The incidence of adverse events were reported as less in the Pegasys arm: less rigors, nausea, insomnia, myalgia, pyrexia, depression and pruritus (itching). Two percent were reported to experience anemia in the Pegasys arm vs 32% in the IFN/RBV arm. About 60% in the IFN/RBV arm vs 10% in the Pegasys arm had 10 or less g/dL Hb or a drop of 3 or more in Hb. 33% vs 2% (Peg vs IFN/RBV, respectively) had 10 g/dL or less Hb or a drop of 4 or more in Hb. There was also a wide disparity when looking at drops of 5 or 6 or more in Hb or 10 or less in Hb.
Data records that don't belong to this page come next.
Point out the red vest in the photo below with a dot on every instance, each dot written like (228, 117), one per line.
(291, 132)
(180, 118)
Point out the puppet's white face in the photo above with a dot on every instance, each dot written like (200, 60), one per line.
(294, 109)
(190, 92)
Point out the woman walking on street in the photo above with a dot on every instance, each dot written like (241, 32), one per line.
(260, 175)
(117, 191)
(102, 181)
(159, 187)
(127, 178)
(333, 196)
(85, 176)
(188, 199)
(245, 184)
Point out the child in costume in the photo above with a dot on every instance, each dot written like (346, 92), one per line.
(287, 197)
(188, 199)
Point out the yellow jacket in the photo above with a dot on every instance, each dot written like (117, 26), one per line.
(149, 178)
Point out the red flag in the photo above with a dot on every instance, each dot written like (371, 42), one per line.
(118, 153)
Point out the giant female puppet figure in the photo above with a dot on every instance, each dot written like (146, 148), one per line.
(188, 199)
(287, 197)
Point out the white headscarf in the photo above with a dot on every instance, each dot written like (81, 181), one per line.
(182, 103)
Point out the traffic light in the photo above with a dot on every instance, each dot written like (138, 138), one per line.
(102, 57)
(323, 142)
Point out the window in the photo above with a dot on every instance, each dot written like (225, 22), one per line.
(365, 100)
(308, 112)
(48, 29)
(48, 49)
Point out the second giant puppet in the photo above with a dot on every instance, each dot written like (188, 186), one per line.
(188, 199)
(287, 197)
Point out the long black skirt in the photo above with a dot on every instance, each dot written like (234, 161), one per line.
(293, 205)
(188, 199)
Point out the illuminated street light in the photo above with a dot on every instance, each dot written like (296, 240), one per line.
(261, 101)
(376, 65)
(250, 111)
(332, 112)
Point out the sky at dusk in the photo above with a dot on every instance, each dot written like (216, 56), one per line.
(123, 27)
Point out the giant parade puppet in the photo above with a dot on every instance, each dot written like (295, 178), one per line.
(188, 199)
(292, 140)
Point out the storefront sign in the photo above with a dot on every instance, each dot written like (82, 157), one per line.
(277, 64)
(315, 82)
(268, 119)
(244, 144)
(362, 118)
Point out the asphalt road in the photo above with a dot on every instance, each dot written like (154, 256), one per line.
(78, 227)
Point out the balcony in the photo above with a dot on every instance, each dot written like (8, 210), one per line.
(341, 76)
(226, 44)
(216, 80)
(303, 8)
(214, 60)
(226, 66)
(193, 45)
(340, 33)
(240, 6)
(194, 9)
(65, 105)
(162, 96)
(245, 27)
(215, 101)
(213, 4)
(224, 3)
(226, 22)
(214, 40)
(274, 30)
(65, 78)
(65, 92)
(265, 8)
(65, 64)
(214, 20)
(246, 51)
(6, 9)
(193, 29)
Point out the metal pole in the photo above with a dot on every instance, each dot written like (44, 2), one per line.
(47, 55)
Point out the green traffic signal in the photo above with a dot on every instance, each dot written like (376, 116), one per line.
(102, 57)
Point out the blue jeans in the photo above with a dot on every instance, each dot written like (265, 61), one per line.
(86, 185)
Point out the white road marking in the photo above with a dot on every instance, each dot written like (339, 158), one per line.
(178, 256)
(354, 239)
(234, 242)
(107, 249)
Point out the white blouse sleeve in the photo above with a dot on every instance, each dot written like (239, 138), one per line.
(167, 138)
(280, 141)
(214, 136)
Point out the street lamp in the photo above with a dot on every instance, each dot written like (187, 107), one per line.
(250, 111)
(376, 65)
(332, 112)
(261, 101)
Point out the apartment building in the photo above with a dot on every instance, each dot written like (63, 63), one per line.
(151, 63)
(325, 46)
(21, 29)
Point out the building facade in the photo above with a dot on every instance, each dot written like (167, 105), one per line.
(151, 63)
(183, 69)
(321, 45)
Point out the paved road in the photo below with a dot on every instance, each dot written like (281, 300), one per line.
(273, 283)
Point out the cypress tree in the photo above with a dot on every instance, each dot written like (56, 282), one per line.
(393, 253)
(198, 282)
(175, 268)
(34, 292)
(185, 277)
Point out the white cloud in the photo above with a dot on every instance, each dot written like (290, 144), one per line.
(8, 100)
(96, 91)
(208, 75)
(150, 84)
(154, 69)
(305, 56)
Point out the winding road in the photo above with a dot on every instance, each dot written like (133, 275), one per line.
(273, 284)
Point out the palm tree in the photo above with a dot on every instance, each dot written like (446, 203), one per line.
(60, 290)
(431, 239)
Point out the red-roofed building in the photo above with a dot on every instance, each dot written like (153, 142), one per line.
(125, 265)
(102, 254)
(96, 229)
Patients reported better physical functioning scores, mental health, and better overall health & well-being at weeks 4 and 12 using Pegasys compared tostandrard IFN/RBV. Patients also reported better distress scores and positive well being scores. Patients also reported less work and activity impairment and impairment while working due to health when receiving Pegasys compared to RBV/IFN. Less patients taking Pegasys went from employed to unemployed at week 4 or 12 (7% vs 18%).